Donner mon regard sur le monde, ce qui me réjouit en cela que c'est la seule chose possible de faire.
Le mal court, avec Audiberti, et on ne s' en apercevoit pas tout de suite.
On est en terrain sûr, certain de la confiance partagée qui sauve tout, sauve de tout. Même d'un parapet tout de guingois.
On en a entendu sur soi- même, (vous savez bien comme les gens parlent, moralisent et font rarement de cadeaux !) Donc on est prévenu des vertes, des pas vertes, des pas mures et des mures, qui font des bleus.
On l'a d'ailleurs écrit dans un livre pour elles, les souffrantes : "... Passer son chemin et écouter la mer dans la nacre d'un coquillage."Je suis encore et toujours très fière de livre-là : "Le désespoir amoureux de la vie".
On prend toujours ce qui se trouve dans une langue amie. Ce qui est pour soi, et les mots qui emportent sont des trésors de vie.
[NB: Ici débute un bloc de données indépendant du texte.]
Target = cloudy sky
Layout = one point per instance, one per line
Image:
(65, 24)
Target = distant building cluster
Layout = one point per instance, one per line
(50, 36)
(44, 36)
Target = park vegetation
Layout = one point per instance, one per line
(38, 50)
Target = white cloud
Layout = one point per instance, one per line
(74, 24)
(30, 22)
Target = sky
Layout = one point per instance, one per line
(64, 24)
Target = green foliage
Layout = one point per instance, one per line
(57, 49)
Puis, la raison convie quelquefois la violence des mots.
On comprend tout. Toujours tout. On comprend donc aussi la violence amie. Pourtant, ce n' est jamais une amie, la violence... ! On sait bien cela. Depuis longtemps. On sait bien qu'elle détruit l'âme, cette déchirure en soi qui ne se détache pas.
Mais là, on laisse faire, on se laisse faire, parce qu'on aime la bouche amie... Mais quoi ? elle n'est pas l'amie qu'on croyait, les mots de cette bouche amie sont des équarrisseurs, pris à leur propre piège, veulent toucher le cœur et le fendre, en deux, en quinze, et en cent. Non, ce n'est même pas difficile pour les mots.
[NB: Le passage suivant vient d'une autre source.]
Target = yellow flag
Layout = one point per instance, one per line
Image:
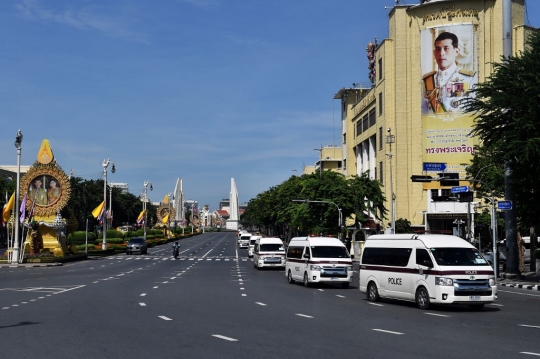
(98, 210)
(8, 208)
(141, 216)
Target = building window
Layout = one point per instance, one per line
(365, 123)
(372, 117)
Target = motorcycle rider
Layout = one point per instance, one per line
(176, 248)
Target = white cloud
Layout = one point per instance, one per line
(84, 19)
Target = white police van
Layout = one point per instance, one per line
(318, 259)
(252, 241)
(426, 269)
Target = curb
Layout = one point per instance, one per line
(523, 286)
(55, 264)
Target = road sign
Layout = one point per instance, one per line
(460, 189)
(434, 166)
(504, 205)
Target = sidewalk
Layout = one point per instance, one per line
(529, 280)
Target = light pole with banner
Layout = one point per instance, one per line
(15, 256)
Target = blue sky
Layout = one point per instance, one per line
(203, 90)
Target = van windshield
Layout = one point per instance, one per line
(458, 257)
(272, 247)
(329, 252)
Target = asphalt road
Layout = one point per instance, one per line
(212, 303)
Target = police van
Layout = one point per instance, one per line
(318, 259)
(268, 252)
(252, 241)
(426, 269)
(244, 240)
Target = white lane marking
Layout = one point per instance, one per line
(224, 337)
(530, 295)
(437, 315)
(529, 326)
(387, 331)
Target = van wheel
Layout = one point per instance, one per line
(373, 293)
(422, 298)
(476, 306)
(289, 277)
(306, 280)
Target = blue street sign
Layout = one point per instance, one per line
(504, 205)
(460, 189)
(434, 166)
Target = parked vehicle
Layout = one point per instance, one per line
(268, 252)
(252, 241)
(318, 259)
(426, 269)
(136, 244)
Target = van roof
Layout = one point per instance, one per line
(319, 241)
(429, 240)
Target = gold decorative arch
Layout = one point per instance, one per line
(53, 193)
(165, 210)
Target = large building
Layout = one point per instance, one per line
(411, 117)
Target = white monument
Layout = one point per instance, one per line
(232, 222)
(178, 203)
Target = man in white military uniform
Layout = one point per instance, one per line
(445, 88)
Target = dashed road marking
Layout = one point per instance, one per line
(388, 331)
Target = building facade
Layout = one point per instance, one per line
(411, 117)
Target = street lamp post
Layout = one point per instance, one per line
(391, 139)
(340, 218)
(15, 256)
(146, 183)
(105, 165)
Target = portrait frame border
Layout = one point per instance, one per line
(51, 169)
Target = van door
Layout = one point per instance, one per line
(423, 273)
Mais on les croit, ces mots- là. On ne lutte pas. On les croit.
Et on " devient" peu à peu les mots qui désignent.
On devient le trou noir, l'incapable qui n'a "fait" d'enfant, la malade anorexique qui a besoin de l'hôpital, la lolita vieillissante qui n'en a plus pour longtemps, l'étrangère, la fonctionnaire du sans-papier, en clair celle qui a tout raté...
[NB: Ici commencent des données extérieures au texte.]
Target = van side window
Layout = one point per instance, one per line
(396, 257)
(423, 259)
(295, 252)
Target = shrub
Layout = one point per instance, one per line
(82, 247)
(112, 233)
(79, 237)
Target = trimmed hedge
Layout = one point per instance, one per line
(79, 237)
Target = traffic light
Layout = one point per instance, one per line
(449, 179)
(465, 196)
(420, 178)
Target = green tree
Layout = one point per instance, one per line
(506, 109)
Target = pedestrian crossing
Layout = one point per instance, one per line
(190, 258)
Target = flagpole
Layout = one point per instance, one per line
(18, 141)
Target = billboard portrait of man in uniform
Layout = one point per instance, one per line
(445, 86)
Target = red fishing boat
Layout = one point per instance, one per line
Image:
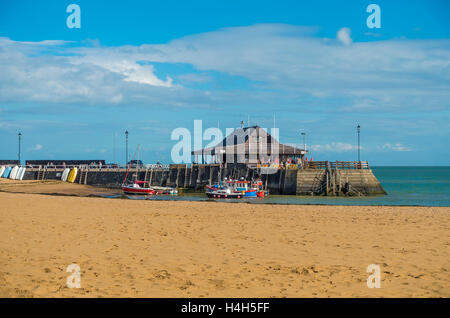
(136, 187)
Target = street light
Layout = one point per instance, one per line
(126, 141)
(20, 136)
(304, 141)
(359, 132)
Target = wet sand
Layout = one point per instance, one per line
(128, 248)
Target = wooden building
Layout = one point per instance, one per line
(249, 145)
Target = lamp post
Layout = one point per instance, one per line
(20, 137)
(126, 142)
(304, 141)
(359, 148)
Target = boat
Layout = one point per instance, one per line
(236, 189)
(136, 187)
(226, 193)
(6, 172)
(166, 190)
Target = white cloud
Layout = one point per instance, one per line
(280, 61)
(396, 147)
(334, 147)
(343, 35)
(37, 147)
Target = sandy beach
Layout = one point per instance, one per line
(128, 248)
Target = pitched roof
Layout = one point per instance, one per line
(248, 140)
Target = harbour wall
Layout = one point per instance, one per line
(285, 181)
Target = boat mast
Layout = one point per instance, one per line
(137, 163)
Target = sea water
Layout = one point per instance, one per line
(410, 186)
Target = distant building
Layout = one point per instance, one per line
(249, 145)
(63, 162)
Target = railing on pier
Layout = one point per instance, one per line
(51, 167)
(339, 165)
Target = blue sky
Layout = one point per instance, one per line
(149, 67)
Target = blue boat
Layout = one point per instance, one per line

Pour peu que l 'estime de soi n'atteigne pas des sommets, elle se retrouve d'un coup dans l'escalier de sa cave. Et c'est la dégringolade annoncée.
On ne sait pas où l'amour s'est plié, on ne l'a pas vu filer sur le palier, ni la douceur amie, on n'a pas vu, ou bien, à tant aimer, on ne voulait rien voir.
Toutes les raisons d'agir ont leurs bonnes raisons, les auront toujours. Mais pas la violence. Non, pas ça ! De celle-ci, on peut toujours faire l'impasse. Elle ne sera jamais, jamais, dans la boîte de ses gloires.
Moi je préfère protéger. Quand on aime, on doit cela. On doit, avec une volonté et une douceur enveloppante.